“Official Secrets” — a film review by Gary Chew
Gavin Hood’s new movie is a hot potato. Official Secrets is about the commencement of the Iraq War. But since the conflict began way back in March of 2003, the film is now only a tepid potato. The passing of 16 years isn’t a short stretch. Actually, it’s just slightly longer than when the late journalist Gary Webb’s life started going afoul after his sustained efforts reporting dark aspects of the Nicaraguan War under Reagan. Recall the 2014 movie, Kill the Messenger? Jeremy Renner played Webb.
Official Secrets is a caper about the hassle occurring in the lead up to the U.S. invasion of old Saddam’s Oily but Sandy Acres. It’s set in London among analysts at the Government Communications Headquarters (GCHQ), British newspaper journalists and a few clever legal eagles who speak with an English accent.
Keira Knightley plays real person Katharine Gun. She worked as a translator at GCHQ; a section of Brit Intelligence. The script follows Gun getting a tip that Britain and the USA are finagling to leverage a few U-N member nations to vote “aye” on whether the United Nations should green-light the invasion. (I recall all the hoopla going into that mess; you probably have too.)
Gun funnels the tip forward that’s finally picked up by Martin Bright, a London Observer reporter. All hell breaks loose at the editor’s desk… as the Observer had already come out for the Iraq invasion. (Good drama coming from those moments.) The paper finally publishes what’s going on with Tony Blair and the George W. Bush Administration. Then all hell really breaks loose. Gun, following many sleepless nights, comes forward and confesses her action. She knew, doubtlessly, the information being sloshed about WMD and poison gas secreted in Iraq is lots of Blair/Bush BS. She indicates, when charged with breaking the Official Secrets Act, that she doesn’t work for the Brit government, but for the people of Great Britain. (It one of those “nice” moments that might make Americans want reflect on what poliicians are elected to do — in Britain and the USA.)

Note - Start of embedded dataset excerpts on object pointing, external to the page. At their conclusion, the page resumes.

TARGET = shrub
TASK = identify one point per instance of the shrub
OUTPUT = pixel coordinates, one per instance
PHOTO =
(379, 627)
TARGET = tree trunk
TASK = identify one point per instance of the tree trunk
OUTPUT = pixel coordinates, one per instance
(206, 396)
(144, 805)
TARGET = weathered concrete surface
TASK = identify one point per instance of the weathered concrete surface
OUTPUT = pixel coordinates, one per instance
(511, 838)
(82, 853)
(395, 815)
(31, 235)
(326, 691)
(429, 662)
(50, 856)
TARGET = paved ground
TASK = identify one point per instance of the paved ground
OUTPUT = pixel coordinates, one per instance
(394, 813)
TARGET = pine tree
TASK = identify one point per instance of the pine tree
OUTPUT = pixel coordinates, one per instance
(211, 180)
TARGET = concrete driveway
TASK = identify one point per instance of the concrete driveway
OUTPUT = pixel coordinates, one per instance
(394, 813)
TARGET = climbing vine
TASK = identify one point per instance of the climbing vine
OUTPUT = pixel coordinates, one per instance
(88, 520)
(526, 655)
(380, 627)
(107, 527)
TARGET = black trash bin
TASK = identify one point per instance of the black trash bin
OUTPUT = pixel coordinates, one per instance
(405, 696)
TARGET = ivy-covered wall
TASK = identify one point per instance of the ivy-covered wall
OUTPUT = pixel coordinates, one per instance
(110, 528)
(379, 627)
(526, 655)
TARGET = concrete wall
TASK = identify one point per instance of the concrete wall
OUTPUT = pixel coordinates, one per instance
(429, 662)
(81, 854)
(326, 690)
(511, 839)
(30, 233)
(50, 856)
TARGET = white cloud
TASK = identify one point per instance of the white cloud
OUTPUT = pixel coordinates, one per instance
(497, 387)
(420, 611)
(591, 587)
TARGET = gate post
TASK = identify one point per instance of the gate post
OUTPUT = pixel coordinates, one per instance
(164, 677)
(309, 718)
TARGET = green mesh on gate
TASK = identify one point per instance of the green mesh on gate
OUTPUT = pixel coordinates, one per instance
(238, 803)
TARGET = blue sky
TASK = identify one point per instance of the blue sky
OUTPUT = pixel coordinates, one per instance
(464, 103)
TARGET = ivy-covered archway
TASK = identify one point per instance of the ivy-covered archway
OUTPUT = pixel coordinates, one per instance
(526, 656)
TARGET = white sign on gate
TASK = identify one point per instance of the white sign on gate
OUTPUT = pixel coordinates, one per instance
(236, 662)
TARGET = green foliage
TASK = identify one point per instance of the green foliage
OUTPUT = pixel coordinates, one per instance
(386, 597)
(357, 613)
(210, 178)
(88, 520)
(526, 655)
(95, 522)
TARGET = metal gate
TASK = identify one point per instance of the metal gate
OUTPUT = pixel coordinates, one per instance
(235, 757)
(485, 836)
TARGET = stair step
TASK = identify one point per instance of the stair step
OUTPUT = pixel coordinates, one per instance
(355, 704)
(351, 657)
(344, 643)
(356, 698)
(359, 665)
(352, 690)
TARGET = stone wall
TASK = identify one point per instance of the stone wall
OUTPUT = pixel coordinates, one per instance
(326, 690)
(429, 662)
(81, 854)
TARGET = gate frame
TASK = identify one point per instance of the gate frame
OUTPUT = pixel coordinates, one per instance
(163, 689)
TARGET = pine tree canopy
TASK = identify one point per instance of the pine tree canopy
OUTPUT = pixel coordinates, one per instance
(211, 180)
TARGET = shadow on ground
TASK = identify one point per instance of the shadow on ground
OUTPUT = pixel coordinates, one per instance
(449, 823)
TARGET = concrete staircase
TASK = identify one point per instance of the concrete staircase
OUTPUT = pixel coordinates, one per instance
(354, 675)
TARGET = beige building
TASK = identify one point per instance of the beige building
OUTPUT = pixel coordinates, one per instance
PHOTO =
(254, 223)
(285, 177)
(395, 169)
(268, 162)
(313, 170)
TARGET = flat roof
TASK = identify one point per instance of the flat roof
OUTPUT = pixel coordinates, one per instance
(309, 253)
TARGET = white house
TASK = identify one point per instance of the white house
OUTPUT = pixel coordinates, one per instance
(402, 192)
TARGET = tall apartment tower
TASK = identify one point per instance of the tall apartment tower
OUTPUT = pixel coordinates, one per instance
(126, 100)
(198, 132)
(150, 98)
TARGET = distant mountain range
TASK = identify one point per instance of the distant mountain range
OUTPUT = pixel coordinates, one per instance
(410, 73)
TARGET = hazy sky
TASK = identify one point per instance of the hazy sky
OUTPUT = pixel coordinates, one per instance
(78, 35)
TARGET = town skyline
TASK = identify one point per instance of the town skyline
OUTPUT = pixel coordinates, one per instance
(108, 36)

Government detectives swoop in on Gun, arresting her immediately, but releasing her to go home and remain with her husband until decisions are made whether or not she’ll be charged. It looks grim. And so are the looks on the faces of personnel who follow her constantly.
Charges are leveled against Gun. Then the lawyering comes into play. A man named Ben Emmerson (Ralph Fiennes), takes her case. He’s rough, edgy and totally rational. He finds a bit of a loose end in the legalities of Gun’s predicament that might keep her out of jail or receive a light sentence. You can surf around to find out about that part of this true story, but I won’t say what happens after that.
After some low level goofs that occur at Emmerson’s office, all American news networks and journals back out on following up the initial Observer story. They are not inclined to touch this hot potato of a story with a ten foot table fork.
Should you do research of your own regarding the upshot of this sizzler, you’ll discover that only one American media cable/TV news program, that I know of, reported specifics about the story as it was occurring. It was Democracy Now with Amy Goodman.
Most of us recall how nearly everyone in this nation was lamenting the obviously impending invasion brought on by prevarications based on Weapons of Mass Destruction, etc. Call her silly, but Katharine Gun was trying to keep lots of human beings from dying due to falsified reasons.
Funny how boldface lying, since those early days of 2003, has become so routine and… thus, normal.